Bilge'ce Bildirmece: Karanlıkta Diyalog Gezisi
Merhaba sevgili arkadaşlar,
Bugün Dünya Görme Engelliler Günü.
Bugüne farkındalık oluşturmak için öğretmenimiz bizi Karanlıkta Diyalog'a götürdü.
Öğretmenimiz, karanlık ortamda görme duyumuzu kullanmadan nasıl hareket edebileceğimizi deneyimlememiz için bizi buraya getirdiğini söyledi.
İçeriye yalnız üç kişi girebildiği için önce Esra ve ben, öğretmenimizle birlikte alana girdik. Daha sonra bize verilen kulaklıkları taktık. Görme engelli bir rehber bu gezimizde bize eşlik etti.
İçerisi zifiri karanlıktı, gerçekten de hiçbir şey göremiyorduk.
Esra koluma yapışıp: "İyi misin? Düşecekmişim gibi hissediyorum." dedi.

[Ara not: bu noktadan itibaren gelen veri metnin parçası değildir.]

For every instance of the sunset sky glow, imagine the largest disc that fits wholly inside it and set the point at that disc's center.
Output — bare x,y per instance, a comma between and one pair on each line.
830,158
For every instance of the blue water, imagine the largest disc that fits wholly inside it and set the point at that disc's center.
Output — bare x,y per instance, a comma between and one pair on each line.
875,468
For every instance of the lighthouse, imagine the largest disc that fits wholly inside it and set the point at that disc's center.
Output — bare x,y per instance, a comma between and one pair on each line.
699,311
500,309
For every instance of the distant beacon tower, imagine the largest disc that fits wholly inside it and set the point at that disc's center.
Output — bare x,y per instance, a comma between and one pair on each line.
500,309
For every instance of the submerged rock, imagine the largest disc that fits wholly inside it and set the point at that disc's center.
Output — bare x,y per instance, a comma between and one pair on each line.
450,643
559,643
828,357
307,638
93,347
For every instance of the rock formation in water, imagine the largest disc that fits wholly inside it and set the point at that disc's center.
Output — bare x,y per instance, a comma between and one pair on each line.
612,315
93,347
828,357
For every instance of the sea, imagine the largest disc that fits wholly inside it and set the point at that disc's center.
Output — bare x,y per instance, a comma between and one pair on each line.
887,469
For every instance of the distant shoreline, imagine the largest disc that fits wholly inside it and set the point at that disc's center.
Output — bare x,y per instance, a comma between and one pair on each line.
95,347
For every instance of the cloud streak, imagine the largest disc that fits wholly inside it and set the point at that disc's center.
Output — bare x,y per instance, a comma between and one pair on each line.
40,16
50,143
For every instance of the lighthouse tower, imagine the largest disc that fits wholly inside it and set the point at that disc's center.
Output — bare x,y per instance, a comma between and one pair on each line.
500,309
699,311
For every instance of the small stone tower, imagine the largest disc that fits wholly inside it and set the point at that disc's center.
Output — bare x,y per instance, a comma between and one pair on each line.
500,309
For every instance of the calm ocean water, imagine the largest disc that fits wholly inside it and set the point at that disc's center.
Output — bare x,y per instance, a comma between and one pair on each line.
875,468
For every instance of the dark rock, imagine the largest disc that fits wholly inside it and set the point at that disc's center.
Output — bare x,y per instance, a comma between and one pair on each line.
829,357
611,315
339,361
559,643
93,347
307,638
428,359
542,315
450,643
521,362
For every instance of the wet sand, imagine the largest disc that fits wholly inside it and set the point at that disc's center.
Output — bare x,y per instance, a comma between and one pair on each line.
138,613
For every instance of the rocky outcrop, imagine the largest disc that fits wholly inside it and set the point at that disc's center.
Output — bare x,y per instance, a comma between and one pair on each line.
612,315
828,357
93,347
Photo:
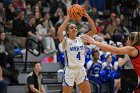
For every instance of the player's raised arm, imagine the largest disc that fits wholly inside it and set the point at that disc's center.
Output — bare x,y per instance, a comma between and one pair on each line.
124,50
62,28
91,23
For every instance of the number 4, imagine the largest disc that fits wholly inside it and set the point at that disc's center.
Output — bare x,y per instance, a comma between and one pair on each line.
78,56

Gerçekten de öyleydi. Sonsuz bir geceyi yaşıyormuş gibi hissediyordum. Rehberimiz bize iki tane baston uzatıp: "Bunlar geziniz sırasında size eşlik edecek. Korkmayın, gözümüzle göremediğimiz zaman duyarak görmeye çalışırız. Etrafınızdaki seslere kulak verin. Anlamaya çalışın." dedi. Bir elimizde bastonla, diğer elimizle duvara dokunarak yürümeye başladık. Sonra birden kuş seslerini işittik. O an rehberimiz bir parktan geçtiğimizi söyledi bize.
Tüm bunlar olup biterken ufacık bir ışık bile yoktu. Sadece sesle ve dokunarak nerede olduğumuzu anlamaya çalışıyorduk.
Rehberimiz o sırada bize neler hissettiğimizi sordu. Ben: "Farklı bir dünyada ve rüyadaymışım gibi hissediyorum kendimi. Az sonra gözümü açtığımda uyanacakmışım gibi."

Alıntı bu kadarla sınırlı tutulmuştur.